Fiscal Sustainability Report 2017

Fiscal Sustainability Report 2017

This report presents an assessment of the sustainability of Sweden’s public finances. It is based on the NIER’s December 2016 fiscal and economic projections and Statistics Sweden’s October 2016 population forecast. The aim of sustainability assessments of this kind is to identify potential future imbalances in public finances at an early stage.

Government expenditure is projected on the assumption that the public sector commitment to welfare is unchanged at current levels. The public sector commitment is defined narrowly here, with the focus on the expenditure side of the budget. Other aspects of this commitment, such as market efficiency and income distribution, are disregarded. The assumption of an unchanged public sector commitment means that personnel density in the provision of welfare services is maintained at current levels. Government revenue is projected on the basis of current tax rules.

The projection horizon generally extends to 2040, but the report also contains projections of government revenue and expenditure through to 2100. The calculations show that both revenue and expenditure increase as a share of GDP through to 2040 if the assumptions made in the calculations are borne out. It is particularly spending on welfare services that rises, due mainly to a higher share of elderly people relative to the population of working age. The major influx of refugees in 2015 means rapid growth in government consumption in the near term. However, as output is also expected to grow strongly, government consumption as a share of GDP hardly increases at all. Revenue rises partly as a result of household consumption growing slightly more
quickly than GDP.

All in all, the projections in the report’s base scenario indicate a continued primary deficit. The deficit is also of a sufficient size that general government net wealth declines from 20 per cent of GDP today to 14 per cent in 2040.

Current tax rules not sufficient to fund future expenditure

Public finances can be considered sustainable if net financial wealth stabilises as a share of GDP in the long term. A stricter sustainability criterion is for net wealth to be more or less unchanged at current levels. Based on these criteria, government finances cannot be considered fully sustainable through to 2040 in the report’s base scenario. Sustainability based on the stricter criterion would require taxes to be raised or spending reduced. However, only limited tightening is required in the base scenario. If this is done by raising taxes, the tax-to-GDP ratio would need to be an average of 0.4 percentage points higher through to 2040.

Based on the European Commission’s S2 sustainability indicator, on the other hand, public finances are sustainable indefinitely. This is because net wealth stabilises in the very long run. However, it stabilises at a negative level – in other words, the government sector has net debt.

Sustainable public finances depend on the population working ever longer and being ever healthier

The base scenario in this report is based on the assumption that, as average life expectancy increases, people work longer and longer (the retirement age increases) and the elderly are more and more healthy (their need for welfare services decreases).

In an alternative scenario, both the retirement age and demand for health and social care among the elderly at a given age are the same as today. In this scenario, government spending increases more as a share of GDP, due to both a higher rate of growth in government consumption and a lower rate of growth in GDP when there is no increase in working life. In this scenario, the tax-to-GDP ratio needs to be raised by an average of 1 percentage point through to 2040 for public finances to be sustainable.

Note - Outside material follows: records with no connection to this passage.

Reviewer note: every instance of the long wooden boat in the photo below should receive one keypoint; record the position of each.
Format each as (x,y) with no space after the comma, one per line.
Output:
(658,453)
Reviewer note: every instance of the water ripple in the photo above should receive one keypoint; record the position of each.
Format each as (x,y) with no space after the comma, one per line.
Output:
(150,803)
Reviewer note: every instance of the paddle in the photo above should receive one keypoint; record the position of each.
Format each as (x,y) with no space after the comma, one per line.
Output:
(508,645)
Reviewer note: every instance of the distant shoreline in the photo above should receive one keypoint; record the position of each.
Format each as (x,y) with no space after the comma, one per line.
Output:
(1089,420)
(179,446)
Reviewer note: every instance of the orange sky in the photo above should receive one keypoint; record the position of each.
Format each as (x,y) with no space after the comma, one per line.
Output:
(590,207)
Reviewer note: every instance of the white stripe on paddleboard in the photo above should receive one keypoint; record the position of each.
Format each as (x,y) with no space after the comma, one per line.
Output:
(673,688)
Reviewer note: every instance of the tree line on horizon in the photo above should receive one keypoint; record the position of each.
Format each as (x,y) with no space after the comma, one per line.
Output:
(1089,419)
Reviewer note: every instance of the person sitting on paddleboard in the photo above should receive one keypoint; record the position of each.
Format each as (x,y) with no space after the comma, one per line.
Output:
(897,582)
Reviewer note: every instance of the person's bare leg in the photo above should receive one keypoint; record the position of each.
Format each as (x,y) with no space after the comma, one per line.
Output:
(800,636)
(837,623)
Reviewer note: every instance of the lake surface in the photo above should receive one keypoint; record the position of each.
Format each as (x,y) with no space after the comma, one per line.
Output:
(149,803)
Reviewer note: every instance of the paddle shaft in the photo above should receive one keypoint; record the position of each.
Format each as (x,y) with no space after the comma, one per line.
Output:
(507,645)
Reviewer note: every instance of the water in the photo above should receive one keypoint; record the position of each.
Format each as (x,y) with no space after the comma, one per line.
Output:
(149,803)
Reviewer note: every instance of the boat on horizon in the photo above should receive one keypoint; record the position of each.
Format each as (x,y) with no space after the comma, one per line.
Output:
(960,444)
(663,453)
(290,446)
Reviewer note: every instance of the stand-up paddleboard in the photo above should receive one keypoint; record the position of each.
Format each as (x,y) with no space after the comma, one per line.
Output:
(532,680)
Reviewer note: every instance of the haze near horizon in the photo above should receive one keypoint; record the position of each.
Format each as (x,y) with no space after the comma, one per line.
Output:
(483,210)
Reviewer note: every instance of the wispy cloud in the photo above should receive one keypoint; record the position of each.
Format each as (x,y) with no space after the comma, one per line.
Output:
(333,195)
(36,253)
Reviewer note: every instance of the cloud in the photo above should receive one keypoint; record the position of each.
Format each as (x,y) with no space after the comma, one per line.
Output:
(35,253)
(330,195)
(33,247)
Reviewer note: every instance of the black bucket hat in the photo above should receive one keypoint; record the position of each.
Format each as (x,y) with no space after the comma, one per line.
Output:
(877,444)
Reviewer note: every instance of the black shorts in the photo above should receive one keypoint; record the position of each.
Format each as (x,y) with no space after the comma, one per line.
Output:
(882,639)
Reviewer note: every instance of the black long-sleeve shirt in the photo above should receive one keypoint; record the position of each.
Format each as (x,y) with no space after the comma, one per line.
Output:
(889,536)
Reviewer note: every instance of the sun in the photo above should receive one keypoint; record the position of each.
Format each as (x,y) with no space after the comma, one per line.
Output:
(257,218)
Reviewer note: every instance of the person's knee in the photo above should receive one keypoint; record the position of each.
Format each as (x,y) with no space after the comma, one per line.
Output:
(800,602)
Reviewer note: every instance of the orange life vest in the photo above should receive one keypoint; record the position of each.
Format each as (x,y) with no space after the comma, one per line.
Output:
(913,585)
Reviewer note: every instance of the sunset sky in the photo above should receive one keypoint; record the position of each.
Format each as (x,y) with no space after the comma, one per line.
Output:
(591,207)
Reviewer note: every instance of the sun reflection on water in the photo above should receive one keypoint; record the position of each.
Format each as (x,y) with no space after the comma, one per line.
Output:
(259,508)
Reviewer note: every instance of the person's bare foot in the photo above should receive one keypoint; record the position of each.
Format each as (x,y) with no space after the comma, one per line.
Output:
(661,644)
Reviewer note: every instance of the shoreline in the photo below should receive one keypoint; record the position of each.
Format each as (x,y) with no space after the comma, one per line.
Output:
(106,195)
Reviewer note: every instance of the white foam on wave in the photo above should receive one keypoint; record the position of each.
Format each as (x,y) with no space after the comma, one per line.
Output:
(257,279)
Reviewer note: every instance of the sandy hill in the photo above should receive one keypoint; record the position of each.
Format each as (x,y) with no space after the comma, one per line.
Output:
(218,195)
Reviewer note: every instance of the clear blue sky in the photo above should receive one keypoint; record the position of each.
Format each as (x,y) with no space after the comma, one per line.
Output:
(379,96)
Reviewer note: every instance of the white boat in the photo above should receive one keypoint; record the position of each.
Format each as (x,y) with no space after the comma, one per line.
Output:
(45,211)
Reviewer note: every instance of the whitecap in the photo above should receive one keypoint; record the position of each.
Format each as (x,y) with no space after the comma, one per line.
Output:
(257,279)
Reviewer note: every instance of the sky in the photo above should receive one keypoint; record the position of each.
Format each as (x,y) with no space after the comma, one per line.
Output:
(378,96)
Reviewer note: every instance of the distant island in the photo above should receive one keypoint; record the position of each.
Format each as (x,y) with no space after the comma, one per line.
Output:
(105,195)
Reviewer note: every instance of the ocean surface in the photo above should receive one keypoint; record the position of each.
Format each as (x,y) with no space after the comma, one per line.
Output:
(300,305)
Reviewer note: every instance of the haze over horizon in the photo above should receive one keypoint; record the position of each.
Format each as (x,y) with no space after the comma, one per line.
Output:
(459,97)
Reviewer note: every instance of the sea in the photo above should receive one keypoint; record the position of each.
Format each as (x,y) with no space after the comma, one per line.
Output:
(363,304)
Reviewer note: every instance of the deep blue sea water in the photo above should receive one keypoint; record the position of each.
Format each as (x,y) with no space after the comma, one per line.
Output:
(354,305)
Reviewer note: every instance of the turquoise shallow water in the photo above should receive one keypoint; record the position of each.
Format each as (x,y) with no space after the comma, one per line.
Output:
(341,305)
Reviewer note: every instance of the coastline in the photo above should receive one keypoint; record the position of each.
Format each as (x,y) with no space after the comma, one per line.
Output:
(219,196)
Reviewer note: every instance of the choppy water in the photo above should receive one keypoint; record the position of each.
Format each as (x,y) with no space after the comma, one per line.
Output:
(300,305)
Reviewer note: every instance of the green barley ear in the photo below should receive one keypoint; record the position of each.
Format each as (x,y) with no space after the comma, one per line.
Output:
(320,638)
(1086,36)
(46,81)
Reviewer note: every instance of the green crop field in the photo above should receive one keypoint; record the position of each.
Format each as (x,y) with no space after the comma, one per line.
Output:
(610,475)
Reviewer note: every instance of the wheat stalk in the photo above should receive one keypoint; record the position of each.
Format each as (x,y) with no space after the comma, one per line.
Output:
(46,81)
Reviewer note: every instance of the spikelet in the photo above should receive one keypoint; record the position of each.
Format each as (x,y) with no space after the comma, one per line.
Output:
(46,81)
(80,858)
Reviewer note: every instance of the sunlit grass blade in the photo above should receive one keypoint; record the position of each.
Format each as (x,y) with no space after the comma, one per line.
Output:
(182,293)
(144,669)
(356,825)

In another alternative scenario, personnel density in the provision of welfare services gradually decreases. This results in a smaller increase in the standard of welfare services than in the base scenario, with the result that government spending falls instead as a share of GDP. Relative to the base scenario, there is a strengthening of the government budget. The tax-to-GDP ratio could then be lowered by an average of 0.4 percentage points through to 2040 while keeping public finances sustainable.

Sustainability improved from last year's report

Compared with the assessment made in Fiscal Sustainability Report 2016, the long-term sustainability of Sweden’s public finances has improved considerably.

This is due partly to lower primary expenditure because of changes to the population forecast, but chiefly to lower direct spending on refugee reception. A better primary net lending leads in turn to a more favourable path for general government gross debt than in last year’s report. The difference in net lending therefore increases the further into the future the projections extend. This illustrates how short-term changes in public finances can have a major impact on long-term projections, underlining the need for caution when interpreting the results.